Le seul avenir viable que l’Irak peut envisager sera dans le cadre d’un État fédéral souple centré sur Bagdad. […] Pour conserver son unité territoriale, l’Irak a besoin d’un gouvernement inclusif comprenant les dirigeants de toutes les communautés irakiennes. Les puissances mondiales doivent pousser les Kurdes à s’engager dans ce processus ».

D’autres commentateurs, en revanche, semblent réaliser qu’il est déjà trop tard pour entretenir de telles illusions. Dans le Washington Post, par exemple, Omer Aziz explique :

« Washington et Téhéran ne sont pas d’accord sur grand-chose, mais ils sont unanimes à ce sujet : les Kurdes peuvent aider à sauver l’Irak.

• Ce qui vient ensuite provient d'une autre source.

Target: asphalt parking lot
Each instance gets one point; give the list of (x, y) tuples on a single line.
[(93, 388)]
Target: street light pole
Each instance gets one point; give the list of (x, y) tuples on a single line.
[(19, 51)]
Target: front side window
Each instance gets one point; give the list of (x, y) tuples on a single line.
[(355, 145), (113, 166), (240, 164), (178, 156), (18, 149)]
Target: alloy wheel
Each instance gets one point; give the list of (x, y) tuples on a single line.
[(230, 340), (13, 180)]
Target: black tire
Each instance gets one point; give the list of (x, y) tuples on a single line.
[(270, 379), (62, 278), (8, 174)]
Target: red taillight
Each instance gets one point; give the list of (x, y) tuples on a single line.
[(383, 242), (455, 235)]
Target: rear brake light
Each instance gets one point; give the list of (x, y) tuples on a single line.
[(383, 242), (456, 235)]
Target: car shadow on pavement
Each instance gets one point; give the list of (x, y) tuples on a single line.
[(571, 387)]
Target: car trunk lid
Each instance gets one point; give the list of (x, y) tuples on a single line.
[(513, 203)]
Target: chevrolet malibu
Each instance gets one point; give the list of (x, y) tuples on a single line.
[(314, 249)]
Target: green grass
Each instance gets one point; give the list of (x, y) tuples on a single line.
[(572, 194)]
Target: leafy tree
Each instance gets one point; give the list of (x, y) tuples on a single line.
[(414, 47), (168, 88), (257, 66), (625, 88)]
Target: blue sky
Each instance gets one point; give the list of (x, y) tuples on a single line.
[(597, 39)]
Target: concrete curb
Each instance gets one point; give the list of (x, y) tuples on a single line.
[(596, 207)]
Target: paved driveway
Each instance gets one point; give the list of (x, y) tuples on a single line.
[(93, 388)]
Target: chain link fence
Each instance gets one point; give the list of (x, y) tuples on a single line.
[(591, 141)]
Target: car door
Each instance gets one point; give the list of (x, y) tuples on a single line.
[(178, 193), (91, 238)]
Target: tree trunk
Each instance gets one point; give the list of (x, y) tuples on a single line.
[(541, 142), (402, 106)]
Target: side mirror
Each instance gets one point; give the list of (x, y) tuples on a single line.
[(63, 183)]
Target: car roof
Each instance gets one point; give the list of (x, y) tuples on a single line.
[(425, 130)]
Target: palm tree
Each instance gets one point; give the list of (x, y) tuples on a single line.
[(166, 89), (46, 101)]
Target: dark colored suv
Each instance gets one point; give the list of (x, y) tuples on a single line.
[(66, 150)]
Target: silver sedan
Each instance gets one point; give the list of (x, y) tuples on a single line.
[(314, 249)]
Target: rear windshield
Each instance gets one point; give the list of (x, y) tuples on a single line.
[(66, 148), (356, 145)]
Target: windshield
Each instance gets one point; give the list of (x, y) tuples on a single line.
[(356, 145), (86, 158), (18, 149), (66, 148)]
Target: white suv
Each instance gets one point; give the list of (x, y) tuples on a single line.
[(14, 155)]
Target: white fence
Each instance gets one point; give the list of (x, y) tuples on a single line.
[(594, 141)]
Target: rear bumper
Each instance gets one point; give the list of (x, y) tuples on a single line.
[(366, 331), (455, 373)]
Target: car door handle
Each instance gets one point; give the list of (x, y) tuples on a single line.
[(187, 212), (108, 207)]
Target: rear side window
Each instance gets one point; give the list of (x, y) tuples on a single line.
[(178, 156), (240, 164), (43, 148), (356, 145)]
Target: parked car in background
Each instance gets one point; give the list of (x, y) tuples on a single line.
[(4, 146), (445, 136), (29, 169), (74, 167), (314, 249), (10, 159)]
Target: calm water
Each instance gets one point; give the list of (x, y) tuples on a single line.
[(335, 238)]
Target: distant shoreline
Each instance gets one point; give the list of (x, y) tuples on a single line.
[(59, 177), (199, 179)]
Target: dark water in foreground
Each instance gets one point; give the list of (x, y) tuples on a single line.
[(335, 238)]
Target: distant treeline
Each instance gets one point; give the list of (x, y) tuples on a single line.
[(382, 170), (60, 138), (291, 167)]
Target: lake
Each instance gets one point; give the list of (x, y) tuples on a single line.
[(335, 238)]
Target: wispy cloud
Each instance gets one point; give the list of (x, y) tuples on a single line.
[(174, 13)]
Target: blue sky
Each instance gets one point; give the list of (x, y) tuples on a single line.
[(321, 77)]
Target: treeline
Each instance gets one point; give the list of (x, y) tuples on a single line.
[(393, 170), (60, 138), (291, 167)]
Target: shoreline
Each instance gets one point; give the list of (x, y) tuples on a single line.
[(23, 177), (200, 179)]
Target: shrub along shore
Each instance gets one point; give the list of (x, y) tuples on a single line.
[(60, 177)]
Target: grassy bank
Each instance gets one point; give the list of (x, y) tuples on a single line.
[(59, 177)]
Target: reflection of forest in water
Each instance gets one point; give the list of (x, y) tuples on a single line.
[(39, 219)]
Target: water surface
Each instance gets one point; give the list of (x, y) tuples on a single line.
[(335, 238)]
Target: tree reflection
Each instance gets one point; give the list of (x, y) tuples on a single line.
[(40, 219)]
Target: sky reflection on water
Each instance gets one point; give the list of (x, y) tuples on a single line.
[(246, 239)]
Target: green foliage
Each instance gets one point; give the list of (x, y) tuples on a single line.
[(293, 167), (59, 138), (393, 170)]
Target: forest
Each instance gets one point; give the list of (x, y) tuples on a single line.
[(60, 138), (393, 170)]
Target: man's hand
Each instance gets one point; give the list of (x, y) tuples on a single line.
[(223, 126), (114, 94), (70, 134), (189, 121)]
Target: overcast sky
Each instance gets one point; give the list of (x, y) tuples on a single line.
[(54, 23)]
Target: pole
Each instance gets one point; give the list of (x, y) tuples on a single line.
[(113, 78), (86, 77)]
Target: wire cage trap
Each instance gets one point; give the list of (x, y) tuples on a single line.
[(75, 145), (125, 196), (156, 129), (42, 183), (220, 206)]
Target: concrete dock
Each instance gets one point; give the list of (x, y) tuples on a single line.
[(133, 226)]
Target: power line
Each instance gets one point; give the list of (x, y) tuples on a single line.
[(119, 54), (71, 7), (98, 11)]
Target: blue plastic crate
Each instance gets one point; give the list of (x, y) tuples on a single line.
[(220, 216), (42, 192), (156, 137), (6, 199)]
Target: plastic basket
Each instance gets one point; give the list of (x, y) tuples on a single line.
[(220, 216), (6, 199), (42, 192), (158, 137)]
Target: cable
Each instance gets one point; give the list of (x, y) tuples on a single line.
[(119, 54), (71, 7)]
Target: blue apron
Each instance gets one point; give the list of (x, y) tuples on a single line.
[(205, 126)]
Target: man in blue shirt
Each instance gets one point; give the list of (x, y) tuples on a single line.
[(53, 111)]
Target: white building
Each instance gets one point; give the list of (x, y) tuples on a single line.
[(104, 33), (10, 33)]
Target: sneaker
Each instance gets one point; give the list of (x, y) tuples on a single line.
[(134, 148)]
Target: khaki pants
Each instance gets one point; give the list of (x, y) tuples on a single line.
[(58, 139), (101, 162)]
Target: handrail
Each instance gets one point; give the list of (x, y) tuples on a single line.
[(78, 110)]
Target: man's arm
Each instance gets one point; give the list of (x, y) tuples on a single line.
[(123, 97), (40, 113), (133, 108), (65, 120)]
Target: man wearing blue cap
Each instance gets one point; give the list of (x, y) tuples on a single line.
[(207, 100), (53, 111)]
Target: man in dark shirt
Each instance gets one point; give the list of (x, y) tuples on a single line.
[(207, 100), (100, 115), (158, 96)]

Au cours des dernières semaines, le secrétaire d’État américain John Kerry, comme les diplomates iraniens, les a exhortés à combattre l’EIIL […]. Avec leurs peshmergas, qui forment une milice aguerrie et disciplinée, les Kurdes irakiens représentent une force redoutable.

Pour l’instant, voici ce qu’ils ont fait : à peu près rien.

[…]

Les Kurdes n’ont pas combattu l’EIIL pour une raison simple : il n’est pas dans leur intérêt de le faire. Il y a certes eu quelques heurts localisés, mais quand les forces irakiennes, fuyant l’EIIL, ont abandonné la ville du nord de Kirkouk, riche en pétrole, les peshmergas s’en sont rapidement emparée, et dans l’ensemble l’EIIL les a laissés tranquilles. Selon certains, l’EIIL aurait même proposé une trêve aux peshmergas.

Je me suis rendu en Kurdistan irakien l’été dernier. […] J’y ai rencontré Falah Mustafa, le « ministre des Affaires étrangères » de fait du Kurdistan, qui a mis l’accent sur la priorité de la démocratie et du développement des Kurdes irakiens. Quand je lui ai posé la question de l’indépendance […] il a souligné l’engagement des Kurdes irakiens en faveur d’un Irak fédéral, démocratique et pluraliste. Mais ça, c’était l’été dernier : entre temps, tous les qualificatifs qu’il a utilisés sont devenus caducs ».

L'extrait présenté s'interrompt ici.